# Problem - sämtliche Lüfter des PCs laufen nach dem Herunterfahren einfach weiter



## dynastes (16. März 2013)

*Problem - sämtliche Lüfter des PCs laufen nach dem Herunterfahren einfach weiter*

Hallo PCGHX-Gemeinde!

Leider bin ich mir nicht vollständig sicher, ob ich mein Anliegen hier richtig unterbringe, wenn dem nicht so sein sollte, bitte ich die Moderatoren um Entschuldigung und gegebenenfalls um Verschiebung des Threads.

Zur Schilderung meines Problems:

Kürzlich habe ich meinen PC in ein neues Gehäuse umgezogen und ihn zeitgleich mit neuen Lüftern und einem neuen Netzteil ausgestattet (siehe Signatur). Nun stellte sich ein, was im Titel umschrieben ist: Alle Lüfter des PCs laufen nach dem Herunterfahren einfach weiter. Normalerweise hätte ich die Fehlerquelle wohl beim Netzteil verortet, allerdings betrifft das Problem auch jene Ventilatoren, die nicht direkt an die PSU angeschlossen sind - zwei der verbauten NB eLoop-Lüfter werden zurzeit vom Mainboard gesteuert, gleiches trifft auf den Lüfter des CPU-Kühlers zu. 
Auch die Lüfter des Grafikkartenkühlers sind betroffen, ihr unverwechselbarer Klang (sie sind bei weitem die lautesten Quirle im Rechner) erfreut mich auch, nachdem der PC im Prinzip abgeschaltet ist.

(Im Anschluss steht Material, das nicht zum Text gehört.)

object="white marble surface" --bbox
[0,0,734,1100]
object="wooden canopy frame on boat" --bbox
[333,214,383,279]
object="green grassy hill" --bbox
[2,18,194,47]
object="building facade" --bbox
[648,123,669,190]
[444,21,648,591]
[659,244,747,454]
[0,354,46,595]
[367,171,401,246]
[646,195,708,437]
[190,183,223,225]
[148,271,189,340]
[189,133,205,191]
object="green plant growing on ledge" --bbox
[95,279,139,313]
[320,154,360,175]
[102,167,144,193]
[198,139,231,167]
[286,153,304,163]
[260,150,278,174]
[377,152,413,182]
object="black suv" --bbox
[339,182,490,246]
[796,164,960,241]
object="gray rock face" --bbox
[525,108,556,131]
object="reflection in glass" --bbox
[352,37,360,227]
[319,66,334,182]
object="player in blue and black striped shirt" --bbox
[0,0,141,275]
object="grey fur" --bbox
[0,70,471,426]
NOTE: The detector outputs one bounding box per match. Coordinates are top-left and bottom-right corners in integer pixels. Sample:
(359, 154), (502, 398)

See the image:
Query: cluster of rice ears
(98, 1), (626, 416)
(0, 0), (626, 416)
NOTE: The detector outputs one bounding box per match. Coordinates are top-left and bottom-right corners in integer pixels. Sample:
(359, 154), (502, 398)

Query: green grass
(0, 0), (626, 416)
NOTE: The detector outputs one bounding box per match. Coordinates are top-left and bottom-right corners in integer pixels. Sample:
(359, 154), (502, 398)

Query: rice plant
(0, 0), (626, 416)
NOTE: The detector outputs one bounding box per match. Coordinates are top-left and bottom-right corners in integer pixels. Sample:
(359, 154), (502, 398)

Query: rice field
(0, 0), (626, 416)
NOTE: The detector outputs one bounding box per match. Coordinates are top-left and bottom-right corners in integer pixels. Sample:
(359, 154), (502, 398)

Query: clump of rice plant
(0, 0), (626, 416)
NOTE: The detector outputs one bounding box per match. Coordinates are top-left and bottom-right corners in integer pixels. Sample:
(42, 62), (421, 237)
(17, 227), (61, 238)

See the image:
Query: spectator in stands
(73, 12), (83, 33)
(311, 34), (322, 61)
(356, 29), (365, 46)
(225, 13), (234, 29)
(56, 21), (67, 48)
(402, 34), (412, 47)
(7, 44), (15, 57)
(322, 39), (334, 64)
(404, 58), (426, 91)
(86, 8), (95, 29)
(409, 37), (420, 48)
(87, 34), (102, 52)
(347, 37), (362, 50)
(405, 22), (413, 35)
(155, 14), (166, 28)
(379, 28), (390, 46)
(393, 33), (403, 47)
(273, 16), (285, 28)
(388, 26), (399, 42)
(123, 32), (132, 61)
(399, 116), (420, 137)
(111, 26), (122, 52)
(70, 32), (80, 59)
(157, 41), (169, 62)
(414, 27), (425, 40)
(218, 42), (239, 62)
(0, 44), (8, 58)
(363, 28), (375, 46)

Einzige Lösung ist soweit die Trennung des Rechners vom Stromnetz ODER das Gedrückthalten des Powerschalters für etwa 5 Sekunden, beides schaltet die Ventilatoren ab.

Meine Frage an euch ist jetzt natürlich, wo ihr den Fehler zu sehen glaubt und wie ich ihn beheben kann. Liegt es möglicherweise doch am Netzteil? Eine umstandsfreie Möglichkeit, dies zu testen, habe ich bedauerlicherweise nicht (mehr). 

Neueste UEFI-Version ist installiert, gleichfalls die neuesten Treiber, wobei ich davon ausgehe, dass die hier keine Rolle spielen, schließlich hat sich das OS mitsamt aller Bestandteile zum jeweils fraglichen Zeitpunkt längst verabschiedet. 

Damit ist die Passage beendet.